Hello all, Thank you Andrew for your comments and points of clarification. I do hope to incorporate the discussed changes in the RNS draft within the next couple of days. Please see my individuals comments in response to your post below: -------------------------
High level comments:
1) The basic directory function is to provide a mapping handle f(“string”), i.e., to map strings to some form of handle.
Thus, in section 1.1. Why do we need four different types of junctions? Should we not have one type of junction: mainly to an EPR. Thus a directory would map a string to an EPR. EPR f(“string”); Instead there are four “types” of junctions: EPR’s Virtualized reference – either contains an EPR or a URL that points to some other service Referrals – point to another RNS service. Q: could this not be modeled as an EPR? Alias – points to another “entry” within the “same” RNS service. This seems to imply a container like model – more on this later.
I suggest that we need only ONE type of junction – an EPR. That will simplify client coding – and the model significantly.
You are correct in asserting that the “basic” directory function is mapping a string to some identifier. That is only the “basic” function, a hierarchical namespace service that is capable of scaling, delegation, and federation of namespace services must have some means of junctioning namespaces. Although it is arguably unnecessary for the service consumer to be aware of referral junctions in normal query related operations, it is necessary for management operations; particularly the create operation which allows administrative grafting of namespaces by the use of referral entries. First, the “virtualized reference” really only makes sense if the abstract name resolution service is tightly coupled with the namespace service. Since we are factoring the resolver service out, I am also eliminating the “virtualized reference” junction. As for the “alias”, this type of junction is really nothing more than a “referral junction”. After discussing this with the GFS-WG, they feel strongly that “aliases” should be a basic feature of the service, however, agree that aliases (with hardlink “like” behavior) should be optional. So we are ultimately left with two “basic” junctions: EPR Junction and Referral Junction. A referral junction is necessary since the service is intended to accommodate requests that issue paths that span multiple repositories. It is important to differentiate between the treatment of a referral junction and an EPR junction; as noted in section 1.4.6 (RNSJunctionFault) when a path extends beyond the leaf node of an EPR junction the service targeted is unknown and therefore may not be “assumed” to be a delegate namespace service. For this reason, junction types are necessary to enable discriminatory treatment.
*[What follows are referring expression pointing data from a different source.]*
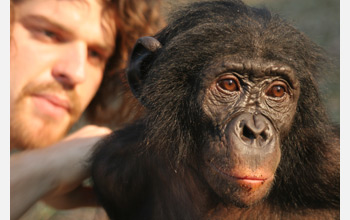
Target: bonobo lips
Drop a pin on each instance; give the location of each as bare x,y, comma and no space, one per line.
245,178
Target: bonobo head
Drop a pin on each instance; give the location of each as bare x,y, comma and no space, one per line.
227,84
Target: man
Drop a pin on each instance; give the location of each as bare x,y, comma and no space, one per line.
59,50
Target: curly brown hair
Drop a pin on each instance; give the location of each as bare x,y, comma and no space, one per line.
113,103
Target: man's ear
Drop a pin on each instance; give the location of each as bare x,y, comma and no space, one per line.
142,53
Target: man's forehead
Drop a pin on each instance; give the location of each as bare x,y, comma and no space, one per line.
87,18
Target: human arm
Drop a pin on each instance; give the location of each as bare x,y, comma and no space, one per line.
54,173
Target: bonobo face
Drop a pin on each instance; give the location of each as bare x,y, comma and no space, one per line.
252,105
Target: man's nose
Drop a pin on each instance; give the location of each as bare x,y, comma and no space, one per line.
69,68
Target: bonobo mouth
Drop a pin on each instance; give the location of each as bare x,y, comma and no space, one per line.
245,178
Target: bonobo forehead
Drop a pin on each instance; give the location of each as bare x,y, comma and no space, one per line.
253,70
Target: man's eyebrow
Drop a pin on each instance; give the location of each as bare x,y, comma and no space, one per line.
106,47
45,21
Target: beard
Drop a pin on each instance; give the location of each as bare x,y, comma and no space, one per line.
29,130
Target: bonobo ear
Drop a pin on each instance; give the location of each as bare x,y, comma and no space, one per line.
141,55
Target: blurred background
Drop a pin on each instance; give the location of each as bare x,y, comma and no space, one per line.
319,20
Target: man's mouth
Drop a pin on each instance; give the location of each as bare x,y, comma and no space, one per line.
51,105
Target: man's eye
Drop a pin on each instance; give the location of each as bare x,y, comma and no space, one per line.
46,35
96,57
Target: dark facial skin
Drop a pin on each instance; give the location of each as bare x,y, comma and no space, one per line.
252,105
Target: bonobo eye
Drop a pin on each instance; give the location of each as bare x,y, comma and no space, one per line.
277,89
228,83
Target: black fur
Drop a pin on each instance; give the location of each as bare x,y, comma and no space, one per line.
149,169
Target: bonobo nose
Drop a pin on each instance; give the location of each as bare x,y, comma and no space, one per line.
254,129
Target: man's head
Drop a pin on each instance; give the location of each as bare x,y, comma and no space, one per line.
59,49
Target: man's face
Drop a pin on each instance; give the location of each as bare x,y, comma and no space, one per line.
58,53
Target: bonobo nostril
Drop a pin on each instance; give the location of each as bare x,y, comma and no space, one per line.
248,133
263,135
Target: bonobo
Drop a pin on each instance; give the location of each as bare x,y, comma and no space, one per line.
234,127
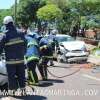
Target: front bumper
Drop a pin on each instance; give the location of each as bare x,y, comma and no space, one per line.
77,59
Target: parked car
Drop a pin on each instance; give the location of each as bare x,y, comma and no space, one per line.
71,50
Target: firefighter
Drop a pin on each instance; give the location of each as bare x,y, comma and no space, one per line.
46,54
32,58
14,45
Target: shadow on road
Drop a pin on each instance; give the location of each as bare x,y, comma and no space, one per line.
31,97
55,81
50,82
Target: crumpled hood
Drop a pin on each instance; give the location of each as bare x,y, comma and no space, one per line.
73,45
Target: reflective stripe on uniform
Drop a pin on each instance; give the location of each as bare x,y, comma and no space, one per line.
32,58
14,62
14,42
31,76
47,56
32,43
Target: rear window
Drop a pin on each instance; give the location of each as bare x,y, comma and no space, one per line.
64,38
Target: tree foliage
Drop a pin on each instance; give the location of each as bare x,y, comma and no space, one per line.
49,12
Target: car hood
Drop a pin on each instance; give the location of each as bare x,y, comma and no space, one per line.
73,45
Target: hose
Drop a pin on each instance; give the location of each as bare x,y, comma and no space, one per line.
64,75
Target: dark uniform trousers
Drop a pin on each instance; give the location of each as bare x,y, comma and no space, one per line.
18,80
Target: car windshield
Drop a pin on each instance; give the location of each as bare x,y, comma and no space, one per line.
64,38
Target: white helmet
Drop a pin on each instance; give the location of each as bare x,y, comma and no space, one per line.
7,20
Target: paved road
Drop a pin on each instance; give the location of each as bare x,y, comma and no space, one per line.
80,84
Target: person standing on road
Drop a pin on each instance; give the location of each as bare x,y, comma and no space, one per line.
14,45
32,58
46,53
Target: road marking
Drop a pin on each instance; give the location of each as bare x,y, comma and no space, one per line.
91,77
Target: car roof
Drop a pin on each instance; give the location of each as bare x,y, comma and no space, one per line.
60,35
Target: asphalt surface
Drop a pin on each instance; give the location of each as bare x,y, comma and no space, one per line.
80,83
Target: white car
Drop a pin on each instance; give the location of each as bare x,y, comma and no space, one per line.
71,50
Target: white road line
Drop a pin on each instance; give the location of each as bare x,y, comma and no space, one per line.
91,77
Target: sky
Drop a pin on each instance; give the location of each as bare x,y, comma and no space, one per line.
6,4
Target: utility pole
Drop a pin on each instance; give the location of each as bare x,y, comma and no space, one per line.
15,11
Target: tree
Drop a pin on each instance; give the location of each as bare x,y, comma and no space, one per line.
49,13
27,10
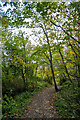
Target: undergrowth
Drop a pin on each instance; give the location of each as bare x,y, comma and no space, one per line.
66,101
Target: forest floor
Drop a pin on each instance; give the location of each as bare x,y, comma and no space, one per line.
41,105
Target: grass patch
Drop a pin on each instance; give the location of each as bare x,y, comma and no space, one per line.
66,102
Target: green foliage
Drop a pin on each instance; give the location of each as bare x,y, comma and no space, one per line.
15,107
65,102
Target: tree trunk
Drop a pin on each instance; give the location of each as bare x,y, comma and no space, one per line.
51,65
65,66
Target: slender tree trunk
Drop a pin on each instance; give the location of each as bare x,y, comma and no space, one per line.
65,66
50,59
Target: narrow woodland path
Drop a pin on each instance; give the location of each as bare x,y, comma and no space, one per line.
41,105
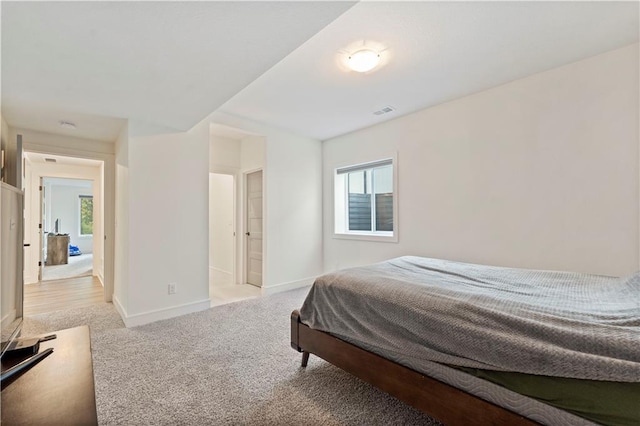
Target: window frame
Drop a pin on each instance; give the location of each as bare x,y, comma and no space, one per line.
340,201
80,198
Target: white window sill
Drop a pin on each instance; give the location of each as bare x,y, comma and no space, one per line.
384,237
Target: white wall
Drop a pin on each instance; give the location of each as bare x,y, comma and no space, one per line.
167,181
64,202
103,262
121,270
4,145
538,173
33,173
221,228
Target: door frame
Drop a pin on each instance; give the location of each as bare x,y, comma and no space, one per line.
245,217
234,173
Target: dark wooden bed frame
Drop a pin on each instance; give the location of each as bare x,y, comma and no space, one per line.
446,403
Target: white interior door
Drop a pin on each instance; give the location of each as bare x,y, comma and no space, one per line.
41,226
254,228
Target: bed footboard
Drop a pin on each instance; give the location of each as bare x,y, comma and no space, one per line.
446,403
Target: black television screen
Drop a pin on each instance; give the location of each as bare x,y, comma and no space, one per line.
11,263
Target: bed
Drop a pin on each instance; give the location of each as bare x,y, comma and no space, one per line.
482,344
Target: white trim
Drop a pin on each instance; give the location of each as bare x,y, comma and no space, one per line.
102,151
378,236
291,285
159,314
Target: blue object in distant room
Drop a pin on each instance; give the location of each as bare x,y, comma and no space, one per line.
74,250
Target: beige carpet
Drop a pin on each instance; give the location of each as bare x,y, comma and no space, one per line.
228,365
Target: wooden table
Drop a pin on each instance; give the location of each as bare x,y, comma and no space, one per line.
59,390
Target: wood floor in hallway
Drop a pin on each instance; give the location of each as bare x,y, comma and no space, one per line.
49,296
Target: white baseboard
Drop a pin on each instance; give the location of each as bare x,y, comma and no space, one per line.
287,286
160,314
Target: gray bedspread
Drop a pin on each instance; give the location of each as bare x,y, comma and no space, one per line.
538,322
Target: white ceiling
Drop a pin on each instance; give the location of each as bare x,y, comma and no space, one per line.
163,65
166,65
38,158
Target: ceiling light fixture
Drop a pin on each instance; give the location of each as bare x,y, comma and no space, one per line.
67,124
363,60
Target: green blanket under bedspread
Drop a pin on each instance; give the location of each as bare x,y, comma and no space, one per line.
608,403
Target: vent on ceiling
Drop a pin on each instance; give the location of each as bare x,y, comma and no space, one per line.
385,110
67,124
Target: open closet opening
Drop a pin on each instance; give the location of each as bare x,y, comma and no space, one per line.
233,154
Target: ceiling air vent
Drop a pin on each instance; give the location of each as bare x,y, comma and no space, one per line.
385,110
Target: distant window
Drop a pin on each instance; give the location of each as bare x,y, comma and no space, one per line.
364,200
86,215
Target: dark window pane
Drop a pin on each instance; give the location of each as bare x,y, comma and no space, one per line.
384,212
360,212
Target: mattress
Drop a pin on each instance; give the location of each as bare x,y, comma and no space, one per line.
418,311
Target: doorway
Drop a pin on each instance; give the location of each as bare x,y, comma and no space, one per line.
64,231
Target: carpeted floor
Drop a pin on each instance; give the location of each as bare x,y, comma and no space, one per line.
229,365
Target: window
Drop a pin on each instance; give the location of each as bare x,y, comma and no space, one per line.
86,215
365,204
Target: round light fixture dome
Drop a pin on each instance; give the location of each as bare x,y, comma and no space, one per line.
363,60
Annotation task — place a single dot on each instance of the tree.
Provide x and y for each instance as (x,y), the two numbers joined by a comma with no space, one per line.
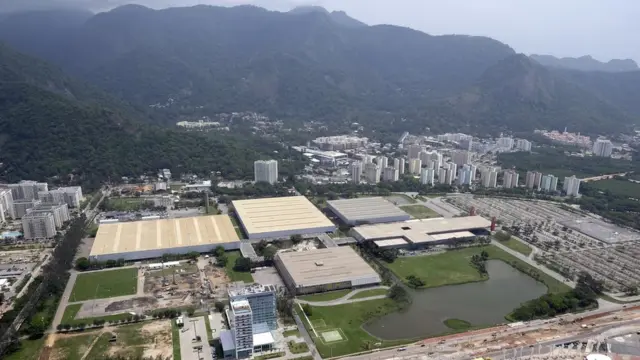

2) Implied model – Repositories There is a notion in the spec of “same service instance” that in conversations has also been called a “repository”. The basic idea is that an RNS service may “contain” a set of directories – and that the service has a root. Thus junction types distinguish, for example, between internal and external things that they point to. Thus an RNS service is a rooted tree – that may point at the leaves to other rooted trees. So, first of all – it is implied. If we’re going to have that model it should be right up front and discussed.
This strongly casted description of “rooted trees” is only realized when federating namespace services, which is described accordingly in section 2. The core focus of the specification should be the service itself.
What is a repository? What are it’s special port types if any, etc.
The term “repository” simply refers to the “container of stored namespace entries”. Incidentally, any given RNS service provider only “services” names that are contained within its corresponding repository; there is only one repository per RNS provider. You can easily consider the repository the backend datastore or database where names, mappings, and related metadata are persistently stored.
Second, I think that it is not the right way to think about the problem. Directories should be the resources – not collections of directories. If a particular implementation chooses to multiplex a large number of logically independent directories in a single container – great – we will certainly do that too. The issue is what is the model. I feel fairly strongly about this.
This is not clear to me. The statement “directories should be the resources - not collections of directories”, what are referring to with regard to RNS? RNS describes “virtual” directories as namespace entries that enable hierarchal relationship. They enable partitioning, grouping, categorizing, etc., however how they are used and what they are used for is not mandated. Virtual directories only facilitate directory structure; they do not hinder, restrict, or otherwise alter how namespaces are junctioned together (or how you can refer to another namespace). So what is the “issue” with the “model”?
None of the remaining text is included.